In fact, the hard-working members of Australia’s financial advice community have borne the brunt of constant regulatory change for too long. Let’s hope the latest shift signals an easing of the overload. Our firm is doing its bit to help simplify and shave the compliance burden on advisers.
But with higher education standards now a formative part of the advice sector, should we also expect the emergence of ‘EdTech’ as the newest offshoot on the horizon? After all, if RegTech is the new fintech, it would follow that higher education and ongoing training may certainly shape – or at least complement – the face of financial advice technology in Australia.
The trend is not going away. As Kelly O’Dwyer, Minister for Revenue and Financial Services, wrote recently, “Few Australians would know that currently it is possible for someone to hang up their shingle as a qualified financial adviser after only four days of professional training.”
Perhaps even fewer Australians would also know that O’Dwyer had just welcomed new legislation to bump up the minimum four-day adviser training regime to a new, four-year standard.
Under the reforms – due to go live on 1 January 2019 – newly-hatched financial advisers will need to hold a “relevant degree” (usually a minimum three-year process) as well as completing a year of professional supervision before earning their solo wings.
The regulatory net also extends to the current flock of financial planners who must “reach a standard equivalent to a degree” by January 2024.
Among other legislated items, all advisers must pass a to-be-finalised competency exam and comply with an as-yet-unwritten Code of Ethics.
While the official uplift in professional standards might cause concern at the margins, the regulatory-imposed change is more one of pace than direction for the industry.
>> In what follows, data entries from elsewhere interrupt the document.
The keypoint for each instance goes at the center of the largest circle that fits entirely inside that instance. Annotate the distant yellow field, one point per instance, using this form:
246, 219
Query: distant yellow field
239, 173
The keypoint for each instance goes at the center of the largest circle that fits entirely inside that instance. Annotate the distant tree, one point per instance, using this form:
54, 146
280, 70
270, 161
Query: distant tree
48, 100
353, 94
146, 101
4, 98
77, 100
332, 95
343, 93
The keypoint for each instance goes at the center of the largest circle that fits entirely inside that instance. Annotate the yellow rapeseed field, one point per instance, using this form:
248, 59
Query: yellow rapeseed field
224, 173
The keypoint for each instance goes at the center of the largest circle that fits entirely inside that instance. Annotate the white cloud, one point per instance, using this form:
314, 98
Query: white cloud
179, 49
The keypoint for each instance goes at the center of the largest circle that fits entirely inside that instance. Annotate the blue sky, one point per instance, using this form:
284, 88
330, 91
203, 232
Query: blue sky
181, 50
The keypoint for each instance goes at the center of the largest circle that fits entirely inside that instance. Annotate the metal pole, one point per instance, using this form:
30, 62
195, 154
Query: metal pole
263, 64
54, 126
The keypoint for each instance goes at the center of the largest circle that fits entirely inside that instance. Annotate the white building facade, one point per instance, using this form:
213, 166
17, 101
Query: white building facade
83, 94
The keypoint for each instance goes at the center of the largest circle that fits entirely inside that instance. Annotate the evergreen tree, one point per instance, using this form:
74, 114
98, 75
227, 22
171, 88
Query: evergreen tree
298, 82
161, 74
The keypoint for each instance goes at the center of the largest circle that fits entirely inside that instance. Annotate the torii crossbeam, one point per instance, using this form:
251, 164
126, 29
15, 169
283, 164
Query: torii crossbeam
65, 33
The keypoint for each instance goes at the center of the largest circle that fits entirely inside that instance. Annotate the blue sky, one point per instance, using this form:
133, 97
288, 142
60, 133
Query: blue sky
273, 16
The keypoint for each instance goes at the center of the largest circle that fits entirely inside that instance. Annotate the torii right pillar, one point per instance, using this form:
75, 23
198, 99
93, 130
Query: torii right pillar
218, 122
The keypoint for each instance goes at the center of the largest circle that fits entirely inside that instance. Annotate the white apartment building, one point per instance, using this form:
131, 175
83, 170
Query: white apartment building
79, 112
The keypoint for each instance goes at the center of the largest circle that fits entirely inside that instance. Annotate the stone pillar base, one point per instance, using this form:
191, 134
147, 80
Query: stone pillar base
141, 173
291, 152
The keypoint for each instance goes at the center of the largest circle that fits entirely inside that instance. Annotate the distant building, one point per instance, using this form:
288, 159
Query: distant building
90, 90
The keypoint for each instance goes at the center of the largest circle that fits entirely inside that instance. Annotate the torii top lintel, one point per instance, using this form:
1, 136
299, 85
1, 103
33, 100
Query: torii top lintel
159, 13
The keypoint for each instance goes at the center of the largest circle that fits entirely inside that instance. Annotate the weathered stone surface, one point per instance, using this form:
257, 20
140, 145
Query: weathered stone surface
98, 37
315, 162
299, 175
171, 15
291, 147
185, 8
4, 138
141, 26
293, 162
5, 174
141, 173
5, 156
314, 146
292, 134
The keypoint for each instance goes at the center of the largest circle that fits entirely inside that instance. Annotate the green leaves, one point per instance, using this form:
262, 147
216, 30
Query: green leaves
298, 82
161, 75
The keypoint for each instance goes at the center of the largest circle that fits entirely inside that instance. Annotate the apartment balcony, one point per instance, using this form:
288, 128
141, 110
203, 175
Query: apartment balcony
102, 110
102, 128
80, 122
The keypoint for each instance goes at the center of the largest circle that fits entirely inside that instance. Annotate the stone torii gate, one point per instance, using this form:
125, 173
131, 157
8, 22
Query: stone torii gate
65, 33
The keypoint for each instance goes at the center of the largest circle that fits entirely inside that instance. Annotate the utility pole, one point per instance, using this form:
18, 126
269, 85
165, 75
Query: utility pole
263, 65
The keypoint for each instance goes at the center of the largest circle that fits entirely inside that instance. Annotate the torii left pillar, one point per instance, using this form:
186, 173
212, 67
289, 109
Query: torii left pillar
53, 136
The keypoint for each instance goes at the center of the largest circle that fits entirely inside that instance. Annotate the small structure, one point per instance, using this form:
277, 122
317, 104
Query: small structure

The financial advisory industry embarked upon the professional pathway some years ago and, to be fair, the financial adviser RG 146, four-day-wonder was always more of a media hook than standard industry practice.
Nonetheless, the recent law championed by Minister O’Dwyer does underscore the fact that the financial advisory industry has hit a new level of maturity with the educational bar now on a level with similar professions such as accountancy or law.
The minister’s release announcing the latest professional standards law also points out that industry associations and “other independent third-party monitoring bodies” will police adviser compliance with the imminent Code of Ethics.
“This will ensure that financial advisers are held to a high standard of ethics, with non-compliant advisers subject to disciplinary action and sanctions by the monitoring bodies,” the minister’s statement says.
In the face of such a relentless regulatory offensive, financial advisory firms will inevitably seek technological solutions to ease the compliance burden.
Fortunately, today’s technology affords advisers more scope than ever to seamlessly adapt their businesses to new regulations rather than patch over historical compliance gaps.
Constant re-regulation has been the norm for this industry, dating back to the Financial Services Reform process through to the 2012 Future of Financial Advice regime and beyond.
However, the historical experience of financial planners in Australia is proof that adjusting to new compliance regimes – no matter how much practice you’ve had – is never easy.
Whether the latest batch of regulations marks the end of the regulatory journey for the financial advisory industry is impossible to say.
Perhaps being agile is the new norm?
This was the answer advocated by global consultancy firm Deloitte late in 2016, which said the defining feature of the new breed of regulatory technology (or RegTech) is – that word again - “agility”.
“Whilst traditional solutions are robust and designed to deliver on your specified and ‘locked down’ requirements, they can be inflexible and require development or configuration in a proprietary language for enhancements or changes,” the Deloitte report said.
“… RegTech has a very bright future, with a huge amount of opportunity for those developing this type of technology to automate and enable the world of regulatory assessment and control management, bringing clarity and control to an area of the business that is so incredibly important, but so often cumbersome and time-consuming...”
Based on current projections, financial advisers have more than four days but less than four years to be RegTech ready for the new regime. Whether we see some form or supporting ‘educational tech’ emerge remains to be seen.